Re: Kernel Stack Overflows

Jason Duerstock (jduersto@kendall.mdcc.edu)
Mon, 19 Feb 1996 10:01:53 -0500


On Sun, 18 Feb 1996, Linus Torvalds wrote:

> "Leonard N. Zubkoff": "Kernel Stack Overflows" (Feb 18, 1:40):
> > I'm becoming quite concerned about this whole issue of kernel stack overflows.
> > Is there any specification for how much stack space an interrupt handler is
> > allowed to use?
>
> Thanks to some good testing and debugging by Gerard Roudier we seem to
> have a handle on this problem. It wasn't an interrupt overflow at all,
> but a recursion in get_more_buffer_heads().

I tried Gerard's patch and it stopped the one kernel segmentation fault
from occurring, but it caused another one to occur. I came to the sudden
realization last night as to what might be causing my problems.
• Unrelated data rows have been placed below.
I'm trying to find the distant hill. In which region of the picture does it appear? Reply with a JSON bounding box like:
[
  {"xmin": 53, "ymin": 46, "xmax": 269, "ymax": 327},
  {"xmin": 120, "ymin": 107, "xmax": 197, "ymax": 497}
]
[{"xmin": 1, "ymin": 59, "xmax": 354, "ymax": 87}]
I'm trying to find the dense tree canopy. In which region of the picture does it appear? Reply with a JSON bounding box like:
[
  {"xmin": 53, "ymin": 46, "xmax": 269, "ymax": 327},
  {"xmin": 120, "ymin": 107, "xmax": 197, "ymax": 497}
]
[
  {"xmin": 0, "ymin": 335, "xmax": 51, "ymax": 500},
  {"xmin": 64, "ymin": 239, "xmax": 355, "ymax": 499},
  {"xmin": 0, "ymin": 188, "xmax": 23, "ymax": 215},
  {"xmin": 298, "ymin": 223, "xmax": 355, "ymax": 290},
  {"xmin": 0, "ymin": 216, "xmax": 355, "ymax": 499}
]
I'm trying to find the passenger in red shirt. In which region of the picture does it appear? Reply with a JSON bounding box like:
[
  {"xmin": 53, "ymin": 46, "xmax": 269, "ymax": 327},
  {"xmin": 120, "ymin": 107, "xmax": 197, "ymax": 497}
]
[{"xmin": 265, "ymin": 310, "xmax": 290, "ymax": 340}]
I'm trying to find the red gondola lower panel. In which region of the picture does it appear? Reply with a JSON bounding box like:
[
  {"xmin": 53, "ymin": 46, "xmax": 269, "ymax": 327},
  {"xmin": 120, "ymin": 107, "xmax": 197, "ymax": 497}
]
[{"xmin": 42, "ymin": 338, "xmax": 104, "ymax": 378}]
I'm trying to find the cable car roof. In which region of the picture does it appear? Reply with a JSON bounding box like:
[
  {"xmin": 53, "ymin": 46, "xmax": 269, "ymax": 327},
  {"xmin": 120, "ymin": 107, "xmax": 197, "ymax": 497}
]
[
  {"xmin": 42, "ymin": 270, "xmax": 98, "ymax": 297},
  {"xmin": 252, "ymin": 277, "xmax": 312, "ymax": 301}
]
I have
two 16 megabyte swap files on my root partition; I'm using the BSD NCR
driver, and I have 32 megs of RAM. The problems seem to come up when the
kernel tries to swap out memory. Things go like this:

1) BSD/NCR driver or buffer code calls get_free_page
2) get_free_page calls try_to_free_page because part of the free memory
pool has been used
3) try_to_free_page calls shrink_mmap, shm_swap, and/or swap_out
4) swap_out (or possibly one of the other calls) tries to swap back into
the file system
5) any calls to get_free_page from within the file system and/or buffer
code may send us back to #2

I'm not sure where things would go from here but it seems that there is a
pretty high chance the stack could overflow given this situation...

I'm sorta getting the "driving without a clue" feeling, so any or all of
my theory above about what is going on may be wrong, but...I hope I'm
headed in the right direction and I'd REALLY like to get this problem
fixed. I'll post some of my crashes here as soon as I get to it...our
router has been broked over the weekend so I have some catching up to do.